I recently engaged in a long conversation with Larry Port of Rocket Matter about the state of software design, and the common disconnect between programmers, marketeers and end users. It turns out Larry was a specialist in “usability studies” – the new buzz word in software design. He pointed me to TED. At that time I recalled a series of ABA Techshow and other presentations I made back in 2001 on how legal software should be evaluated. I reproduce my unedited article from 2001 below, with the caveat it is not Web 2.0 aware …. But will in the future revisit some of theses ideas, particularly in a forthcoming review in Technolawyer of RocketMatter.
In evaluating technology, I look for inspiration to the Greeks, and in particular the father of the gods on Mt. Olympus, none other than KRONOS. I use the following criteria in evaluating all technology:
• Keystroke Count. The tool must be easy to use. A subjective judgment on ease of use can be reduced to an empirical keystroke count. In comparing similar tools, count the number of keystrokes (or mouse clicks) require to accomplish regular tasks. The fewer the keystrokes, the better designed the software, and the more likely it will be used properly.

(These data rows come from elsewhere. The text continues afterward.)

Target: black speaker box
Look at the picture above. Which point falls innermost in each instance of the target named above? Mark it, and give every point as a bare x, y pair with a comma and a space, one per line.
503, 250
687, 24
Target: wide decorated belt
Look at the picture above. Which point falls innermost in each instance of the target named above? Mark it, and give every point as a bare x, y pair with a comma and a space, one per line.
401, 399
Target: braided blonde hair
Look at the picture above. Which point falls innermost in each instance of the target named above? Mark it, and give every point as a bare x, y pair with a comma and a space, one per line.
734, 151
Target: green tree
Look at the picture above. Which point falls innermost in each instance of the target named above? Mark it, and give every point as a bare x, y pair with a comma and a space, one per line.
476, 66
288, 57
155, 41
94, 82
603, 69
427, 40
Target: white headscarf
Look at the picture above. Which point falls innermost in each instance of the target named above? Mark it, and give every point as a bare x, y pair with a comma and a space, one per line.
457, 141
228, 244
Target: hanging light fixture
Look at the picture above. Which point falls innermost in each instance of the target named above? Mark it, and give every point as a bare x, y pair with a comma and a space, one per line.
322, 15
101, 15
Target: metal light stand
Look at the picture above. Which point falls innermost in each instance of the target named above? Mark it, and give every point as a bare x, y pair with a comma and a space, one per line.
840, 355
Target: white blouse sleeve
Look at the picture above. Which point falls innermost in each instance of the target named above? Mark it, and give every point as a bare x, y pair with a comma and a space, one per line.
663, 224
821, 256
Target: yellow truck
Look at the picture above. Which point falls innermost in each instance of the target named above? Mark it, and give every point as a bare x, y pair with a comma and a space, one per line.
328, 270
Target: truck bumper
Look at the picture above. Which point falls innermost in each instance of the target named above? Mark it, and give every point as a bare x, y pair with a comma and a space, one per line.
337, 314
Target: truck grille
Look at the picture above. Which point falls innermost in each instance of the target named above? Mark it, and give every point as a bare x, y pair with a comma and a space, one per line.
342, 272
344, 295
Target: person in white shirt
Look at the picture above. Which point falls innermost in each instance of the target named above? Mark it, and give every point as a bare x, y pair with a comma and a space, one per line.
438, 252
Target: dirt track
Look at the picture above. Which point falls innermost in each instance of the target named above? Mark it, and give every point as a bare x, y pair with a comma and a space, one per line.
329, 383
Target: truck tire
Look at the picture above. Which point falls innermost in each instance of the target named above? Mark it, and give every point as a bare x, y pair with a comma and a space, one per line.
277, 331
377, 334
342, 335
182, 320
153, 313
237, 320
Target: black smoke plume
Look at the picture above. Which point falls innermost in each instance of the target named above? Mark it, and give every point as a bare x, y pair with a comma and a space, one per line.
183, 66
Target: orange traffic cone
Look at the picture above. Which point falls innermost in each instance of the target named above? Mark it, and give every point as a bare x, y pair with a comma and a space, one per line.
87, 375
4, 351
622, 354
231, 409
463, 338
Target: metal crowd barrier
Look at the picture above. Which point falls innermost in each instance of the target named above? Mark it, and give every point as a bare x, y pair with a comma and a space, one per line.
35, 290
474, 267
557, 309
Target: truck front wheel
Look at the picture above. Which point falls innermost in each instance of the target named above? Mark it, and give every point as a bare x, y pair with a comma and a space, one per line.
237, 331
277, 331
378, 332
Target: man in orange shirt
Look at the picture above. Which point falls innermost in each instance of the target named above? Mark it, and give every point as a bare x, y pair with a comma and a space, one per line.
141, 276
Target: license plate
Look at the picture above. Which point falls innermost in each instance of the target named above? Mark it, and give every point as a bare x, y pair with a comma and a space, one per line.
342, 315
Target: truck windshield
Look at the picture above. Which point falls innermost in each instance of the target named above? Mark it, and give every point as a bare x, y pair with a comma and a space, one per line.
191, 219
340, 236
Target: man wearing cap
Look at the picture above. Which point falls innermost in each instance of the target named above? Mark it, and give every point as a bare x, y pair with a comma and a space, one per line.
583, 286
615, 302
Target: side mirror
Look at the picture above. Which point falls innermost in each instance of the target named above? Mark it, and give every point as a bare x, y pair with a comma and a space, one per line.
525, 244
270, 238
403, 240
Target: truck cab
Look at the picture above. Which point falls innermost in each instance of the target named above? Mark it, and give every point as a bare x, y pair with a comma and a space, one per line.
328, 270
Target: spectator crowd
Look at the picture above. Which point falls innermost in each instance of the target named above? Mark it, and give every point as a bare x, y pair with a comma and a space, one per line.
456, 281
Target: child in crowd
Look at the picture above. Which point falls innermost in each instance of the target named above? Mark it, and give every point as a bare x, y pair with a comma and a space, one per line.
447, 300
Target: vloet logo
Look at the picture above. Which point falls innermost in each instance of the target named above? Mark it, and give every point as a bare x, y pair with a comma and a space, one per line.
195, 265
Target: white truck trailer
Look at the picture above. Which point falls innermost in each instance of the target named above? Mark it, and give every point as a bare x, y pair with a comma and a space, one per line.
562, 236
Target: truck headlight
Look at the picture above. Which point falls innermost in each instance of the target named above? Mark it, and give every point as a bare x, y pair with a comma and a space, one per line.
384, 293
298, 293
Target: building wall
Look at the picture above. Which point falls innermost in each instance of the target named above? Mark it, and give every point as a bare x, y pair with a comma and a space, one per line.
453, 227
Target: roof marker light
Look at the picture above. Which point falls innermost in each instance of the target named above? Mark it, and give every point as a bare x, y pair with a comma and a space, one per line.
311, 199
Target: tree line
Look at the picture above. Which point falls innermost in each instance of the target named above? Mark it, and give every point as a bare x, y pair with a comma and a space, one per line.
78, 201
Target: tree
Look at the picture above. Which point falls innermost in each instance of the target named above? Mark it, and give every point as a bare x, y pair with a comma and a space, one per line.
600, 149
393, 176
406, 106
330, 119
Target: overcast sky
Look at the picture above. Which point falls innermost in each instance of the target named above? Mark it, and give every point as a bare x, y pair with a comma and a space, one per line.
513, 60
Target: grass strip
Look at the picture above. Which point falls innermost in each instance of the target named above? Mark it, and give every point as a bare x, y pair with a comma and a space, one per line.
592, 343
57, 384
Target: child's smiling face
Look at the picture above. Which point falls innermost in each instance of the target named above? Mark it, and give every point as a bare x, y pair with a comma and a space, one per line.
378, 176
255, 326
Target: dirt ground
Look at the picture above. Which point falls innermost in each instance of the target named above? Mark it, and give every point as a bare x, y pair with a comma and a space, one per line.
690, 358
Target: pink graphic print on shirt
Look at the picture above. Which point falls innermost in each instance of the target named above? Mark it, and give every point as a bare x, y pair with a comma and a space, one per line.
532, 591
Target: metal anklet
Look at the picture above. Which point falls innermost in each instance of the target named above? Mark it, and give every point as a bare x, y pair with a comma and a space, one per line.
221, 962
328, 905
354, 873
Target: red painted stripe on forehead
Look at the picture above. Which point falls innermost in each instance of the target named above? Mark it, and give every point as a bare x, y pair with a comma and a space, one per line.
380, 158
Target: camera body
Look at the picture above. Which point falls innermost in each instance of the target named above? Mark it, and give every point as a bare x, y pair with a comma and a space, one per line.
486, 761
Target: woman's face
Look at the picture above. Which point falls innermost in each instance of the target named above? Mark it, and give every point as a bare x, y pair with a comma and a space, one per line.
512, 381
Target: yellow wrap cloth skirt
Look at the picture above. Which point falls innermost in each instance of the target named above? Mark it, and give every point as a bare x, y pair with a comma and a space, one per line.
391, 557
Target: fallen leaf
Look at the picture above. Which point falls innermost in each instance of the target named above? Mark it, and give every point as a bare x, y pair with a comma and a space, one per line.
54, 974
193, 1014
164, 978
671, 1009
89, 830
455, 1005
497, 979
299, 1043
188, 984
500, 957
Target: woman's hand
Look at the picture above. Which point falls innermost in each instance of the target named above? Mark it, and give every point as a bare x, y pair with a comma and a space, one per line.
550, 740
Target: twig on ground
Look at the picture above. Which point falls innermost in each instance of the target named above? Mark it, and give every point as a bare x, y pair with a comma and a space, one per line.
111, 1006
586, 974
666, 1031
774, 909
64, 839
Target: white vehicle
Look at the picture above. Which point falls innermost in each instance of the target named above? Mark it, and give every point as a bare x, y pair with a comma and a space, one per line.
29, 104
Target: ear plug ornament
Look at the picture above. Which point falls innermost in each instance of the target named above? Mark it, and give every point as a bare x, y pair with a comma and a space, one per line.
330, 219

• Return on Investment. The tool must pay for itself in increased productivity, improved work product, greater client satisfaction, or more efficient organization and information retention. Don’t just look at price per seat. Look at the “total cost of ownership” (equipment requirements, training, support and customization) and compare it to the expected return on investment.
• Opulence and Intuitiveness. The tool must be “good looking”. An ugly interface is often a proxy for poorly designed and thrown together software. If the developer did not take the time to build an elegant and appealing interface, the developer may also not have taken the time to fully test and debug the software. Also, if the icons, menus, and screens are not intuitive, you may find yourself spending a fortune on training, and your users may never fully utilize the potential of the software.
• Networkability and Integration. The days of stand-alone PC’s are over. The tool must function in a networked environment, and allow multiple users to access the system simultaneously. And the tool should be able to communicate with other programs, sharing or exchanging data.
• Options and Customization. It should be easy to install software, with a single CD-ROM and a menu of options to allow you to configure the software installation for the requirements of your network/PC. A good software designer recognizes that each IP practice is unique, and should allow for some degree of customization, whether the addition of custom fields or the ability to modify or add new templates.
• Suitability for the Task. The tool must be designed for or configurable for the specific use desired by the practitioner. A general purpose case manager is a poor substitute for an IP portfolio database.